Memahami Budaya Bekerja Milenial
Diskusi #SelasaStartup bersama Co-Founder dan CTO UrbanHire Hengki Sihombing
Generasi milenial menjadi kelompok tenaga kerja berikutnya yang siap memenuhi kebutuhan industri. Kehadiran mereka ternyata membawa perubahan terhadap gaya bekerja perusahaan yang hierarki dan statis menjadi lebih dinamis, pada akhirnya memaksa perusahaan untuk berubah.
Sesi #SelasaStartup edisi (14/8) menghadirkan Co-Founder dan CTO UrbanHire Hengki Sihombing. Sesi kali ini banyak membahas bagaimana cara memahami cara kerja milenial, mulai dari karakternya, bagaimana cara mereka bekerja, dan kompensasi yang diharapkan milenial dari perusahaan. Berikut rangkumannya:
1. Pahami karakteristik milenial
Generasi milenial adalah mereka yang lahir dari tahun 1981-1996. Menurut Hengki, secara umum ada karakteris milenial ada lima. Tech savvy, senang menerima masukan, tidak sabaran, progresif, dan berjiwa pengusaha.
Dia mencontohkan, untuk karakteristik jiwa pengusaha biasanya terjadi saat lulusan terbaik di bidang IT merasa terpacu mampu membuat sesuatu aplikasi yang lebih baik dari yang ada sekarang. Alhasil sifat ini mendorong mereka untuk hidup sebagai pengusaha daripada bekerja untuk orang lain.
"Makanya sekarang nyari programmer itu susah karena banyak mereka yang kerja untuk diri sendiri daripada buat orang lain. Meski, langkah yang mereka pilih ini belum tentu langsung berhasil juga," ujar Hengki.
2. Gaya milenial saat bekerja
Masih berkaitan dengan karakterisik, di dunia kerja, milenial tergolong lebih menyukai ruangan terbuka untuk membuka potensi kolaborasi dan co-creation, senang bekerja di lingkungan perusahaan yang pro terhadap pemakaian teknologi, dan yang terpenting mereka bekerja bukan karena sekadar dapat gaji.
"Apresiasi itu penting, milenial tidak begitu mementingkan gaji karena gaji itu bagi mereka ada di nomor dua. Mereka ingin menyalurkan apa yang bisa dilakukan, bisa belajar apa saja, mungkin pada akhirnya akan mulai memikirkan kenaikan gaji."
Milenial juga punya kecenderungan senang menerima evaluasi atas apa yang sudah mereka lakukan. Sehingga daripada mengkritik cara kerja mereka lebih baik para atasan mengontrol mereka dengan sejumlah arahan dan deadline yang harus dipatuhi. Perlu juga sesekali memberikan mereka kebebasan untuk mengambil suatu keputusan.

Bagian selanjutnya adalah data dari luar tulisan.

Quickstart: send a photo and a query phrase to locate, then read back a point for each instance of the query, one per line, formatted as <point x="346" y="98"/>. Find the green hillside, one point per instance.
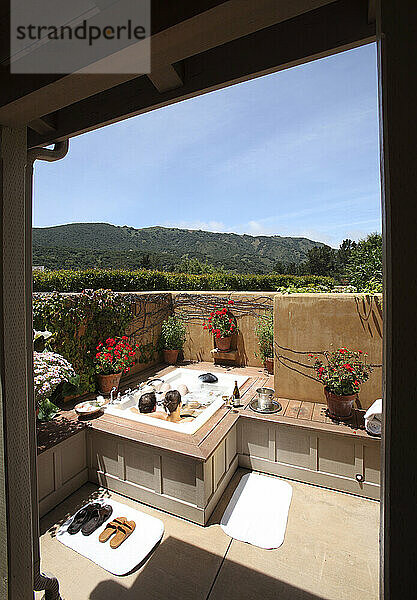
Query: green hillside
<point x="89" y="245"/>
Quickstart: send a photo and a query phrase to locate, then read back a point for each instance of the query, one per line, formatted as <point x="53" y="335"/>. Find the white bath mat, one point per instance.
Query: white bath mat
<point x="132" y="552"/>
<point x="258" y="511"/>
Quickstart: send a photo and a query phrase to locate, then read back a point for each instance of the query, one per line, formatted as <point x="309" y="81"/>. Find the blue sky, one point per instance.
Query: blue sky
<point x="292" y="153"/>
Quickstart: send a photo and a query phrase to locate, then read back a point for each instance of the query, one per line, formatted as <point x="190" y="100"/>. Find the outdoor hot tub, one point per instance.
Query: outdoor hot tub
<point x="209" y="396"/>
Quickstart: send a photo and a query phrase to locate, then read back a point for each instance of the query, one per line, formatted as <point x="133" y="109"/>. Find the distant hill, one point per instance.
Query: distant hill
<point x="101" y="245"/>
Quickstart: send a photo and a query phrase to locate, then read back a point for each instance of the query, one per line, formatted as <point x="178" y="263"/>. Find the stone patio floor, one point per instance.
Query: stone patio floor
<point x="330" y="552"/>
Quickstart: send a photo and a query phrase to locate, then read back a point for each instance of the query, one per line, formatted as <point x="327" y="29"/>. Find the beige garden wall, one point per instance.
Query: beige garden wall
<point x="150" y="309"/>
<point x="195" y="307"/>
<point x="319" y="322"/>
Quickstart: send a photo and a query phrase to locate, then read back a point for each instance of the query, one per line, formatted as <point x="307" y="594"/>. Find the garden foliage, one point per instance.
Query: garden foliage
<point x="172" y="334"/>
<point x="264" y="330"/>
<point x="79" y="323"/>
<point x="143" y="280"/>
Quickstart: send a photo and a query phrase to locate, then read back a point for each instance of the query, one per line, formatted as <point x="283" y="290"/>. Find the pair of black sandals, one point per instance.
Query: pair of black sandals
<point x="89" y="518"/>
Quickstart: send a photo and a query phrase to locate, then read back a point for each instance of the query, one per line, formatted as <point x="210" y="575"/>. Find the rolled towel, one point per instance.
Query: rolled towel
<point x="373" y="418"/>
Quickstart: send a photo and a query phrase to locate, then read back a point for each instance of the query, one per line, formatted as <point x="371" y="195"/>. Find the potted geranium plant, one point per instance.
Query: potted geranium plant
<point x="113" y="358"/>
<point x="50" y="370"/>
<point x="342" y="375"/>
<point x="222" y="324"/>
<point x="172" y="339"/>
<point x="264" y="330"/>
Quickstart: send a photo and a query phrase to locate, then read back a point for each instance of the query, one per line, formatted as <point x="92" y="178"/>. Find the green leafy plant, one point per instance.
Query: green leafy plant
<point x="221" y="322"/>
<point x="264" y="330"/>
<point x="143" y="280"/>
<point x="42" y="340"/>
<point x="50" y="371"/>
<point x="343" y="372"/>
<point x="114" y="356"/>
<point x="172" y="334"/>
<point x="365" y="263"/>
<point x="79" y="323"/>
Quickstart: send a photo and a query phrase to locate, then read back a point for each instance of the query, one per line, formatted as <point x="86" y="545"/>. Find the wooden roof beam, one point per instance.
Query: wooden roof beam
<point x="222" y="24"/>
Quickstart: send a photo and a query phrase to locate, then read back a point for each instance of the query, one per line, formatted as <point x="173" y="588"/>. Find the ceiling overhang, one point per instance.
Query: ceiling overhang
<point x="229" y="42"/>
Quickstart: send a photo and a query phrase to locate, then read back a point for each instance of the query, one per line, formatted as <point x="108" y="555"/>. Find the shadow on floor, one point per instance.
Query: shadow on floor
<point x="165" y="576"/>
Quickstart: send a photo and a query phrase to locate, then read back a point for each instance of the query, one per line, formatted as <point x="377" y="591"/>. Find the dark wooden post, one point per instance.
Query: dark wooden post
<point x="398" y="105"/>
<point x="17" y="419"/>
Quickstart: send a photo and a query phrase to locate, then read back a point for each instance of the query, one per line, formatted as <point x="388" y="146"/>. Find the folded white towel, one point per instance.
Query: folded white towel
<point x="373" y="418"/>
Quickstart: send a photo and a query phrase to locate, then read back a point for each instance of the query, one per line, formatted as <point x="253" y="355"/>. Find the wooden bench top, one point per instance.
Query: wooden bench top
<point x="200" y="445"/>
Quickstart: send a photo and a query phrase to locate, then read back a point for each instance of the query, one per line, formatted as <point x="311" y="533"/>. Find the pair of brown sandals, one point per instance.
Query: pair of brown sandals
<point x="118" y="530"/>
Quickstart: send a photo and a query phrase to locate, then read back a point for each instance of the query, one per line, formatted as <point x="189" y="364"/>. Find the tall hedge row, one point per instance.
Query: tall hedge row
<point x="143" y="280"/>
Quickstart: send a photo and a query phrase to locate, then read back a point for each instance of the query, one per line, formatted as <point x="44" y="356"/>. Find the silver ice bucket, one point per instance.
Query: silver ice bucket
<point x="265" y="398"/>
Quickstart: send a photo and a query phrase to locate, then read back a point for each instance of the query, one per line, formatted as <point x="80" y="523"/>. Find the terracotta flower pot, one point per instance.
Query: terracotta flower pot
<point x="223" y="344"/>
<point x="171" y="356"/>
<point x="107" y="382"/>
<point x="340" y="407"/>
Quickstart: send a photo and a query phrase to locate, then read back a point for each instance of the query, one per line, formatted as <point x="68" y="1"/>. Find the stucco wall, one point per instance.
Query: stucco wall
<point x="195" y="307"/>
<point x="150" y="309"/>
<point x="319" y="322"/>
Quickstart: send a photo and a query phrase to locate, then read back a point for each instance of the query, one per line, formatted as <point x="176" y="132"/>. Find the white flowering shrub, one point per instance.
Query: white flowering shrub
<point x="50" y="369"/>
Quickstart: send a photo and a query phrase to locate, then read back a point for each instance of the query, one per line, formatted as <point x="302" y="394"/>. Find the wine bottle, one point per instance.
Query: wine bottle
<point x="236" y="395"/>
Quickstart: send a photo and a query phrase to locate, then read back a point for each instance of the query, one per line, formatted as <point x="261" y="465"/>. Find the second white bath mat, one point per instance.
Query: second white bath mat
<point x="258" y="511"/>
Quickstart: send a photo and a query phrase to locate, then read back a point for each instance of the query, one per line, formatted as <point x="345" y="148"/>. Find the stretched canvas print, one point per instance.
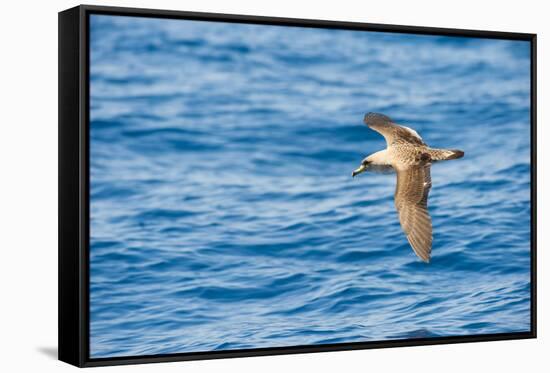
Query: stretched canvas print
<point x="265" y="186"/>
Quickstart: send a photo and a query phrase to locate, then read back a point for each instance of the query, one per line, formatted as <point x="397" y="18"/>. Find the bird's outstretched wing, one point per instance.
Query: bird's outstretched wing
<point x="411" y="201"/>
<point x="393" y="133"/>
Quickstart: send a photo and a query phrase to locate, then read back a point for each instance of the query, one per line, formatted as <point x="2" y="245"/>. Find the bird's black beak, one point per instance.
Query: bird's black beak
<point x="361" y="169"/>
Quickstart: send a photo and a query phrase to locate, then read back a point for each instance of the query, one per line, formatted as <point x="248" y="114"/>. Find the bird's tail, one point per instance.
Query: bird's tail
<point x="445" y="154"/>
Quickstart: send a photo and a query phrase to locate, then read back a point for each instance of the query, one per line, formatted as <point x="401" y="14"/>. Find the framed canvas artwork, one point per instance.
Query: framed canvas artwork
<point x="240" y="185"/>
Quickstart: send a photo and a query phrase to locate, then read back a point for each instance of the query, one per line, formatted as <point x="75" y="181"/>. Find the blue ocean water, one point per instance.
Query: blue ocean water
<point x="223" y="212"/>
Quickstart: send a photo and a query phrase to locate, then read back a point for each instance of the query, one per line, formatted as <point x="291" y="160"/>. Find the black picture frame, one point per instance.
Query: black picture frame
<point x="74" y="197"/>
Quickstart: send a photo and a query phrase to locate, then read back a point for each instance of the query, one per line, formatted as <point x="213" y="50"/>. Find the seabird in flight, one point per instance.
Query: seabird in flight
<point x="411" y="158"/>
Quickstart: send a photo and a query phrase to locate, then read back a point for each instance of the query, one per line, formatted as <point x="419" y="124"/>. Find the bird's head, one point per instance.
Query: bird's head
<point x="362" y="168"/>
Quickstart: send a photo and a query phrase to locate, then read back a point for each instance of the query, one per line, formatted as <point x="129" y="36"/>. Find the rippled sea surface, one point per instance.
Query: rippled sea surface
<point x="223" y="212"/>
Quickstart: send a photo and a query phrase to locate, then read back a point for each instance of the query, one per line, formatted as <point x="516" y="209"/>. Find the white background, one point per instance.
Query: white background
<point x="28" y="185"/>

Inilah yang menjadi alasan mengapa milenial terlihat tidak bekerja, padahal sebenarnya mereka itu tetap bekerja hanya saja tidak sesuai dengan jam kerja normal pada umumnya.
"Yang penting adalah manage komitmen mereka, minta update dan planning kerja, dan tanyakan apakah ada tantangan saat mengerjakan tugasnya. Hal simpel seperti ini yang sebenarnya ingin dilakukan seorang atasan kepada pegawainya yang seorang milenial."
3. Kompensasi bukan hanya soal uang
Karena fokus para generasi milenial dalam bekerja bukan soal materi saja, maka perusahaan harus menyadari ada benefit lainnya yang bisa diberikan kepada mereka. Misalnya kebebasan untuk berdiskusi dengan para senior, mereka senang bertukar pikiran dan meminta inspirasi untuk memacu diri saat bekerja.
Kondisi seperti ini sebenarnya tidak bisa dipukul rata. Menurut Hengki, di dunia engineer ada juga yang memanfaatkan materi untuk menunjang karier karena terjadi kebutuhan yang begitu tinggi di perusahaan teknologi.
"Tidak hanya materi yang dikejar karena mereka umumnya yakin dengan kemampuan sendiri maka materi akan menyusul. Tapi karena di dunia engineer demand-nya sangat tinggi, banyak yang memanfaatkan itu."
Kompensasi lainnya juga bisa berupa lingkungan kerja yang mendukung untuk perkembangan soft skill dan hard skill, sehingga mereka bisa lebih profesional. Makanya sosok mentor sangat dibutuhkan dalam hal ini.
Perusahaan juga dapat menciptakan budaya kerja seperti startup meski bukan berupa perusahaan startup. Budaya seperti ini yang sebenarnya sangat dicari oleh para milenial, sebagai opsi selain bekerja di startup untuk menikmati semua benefit tersebut.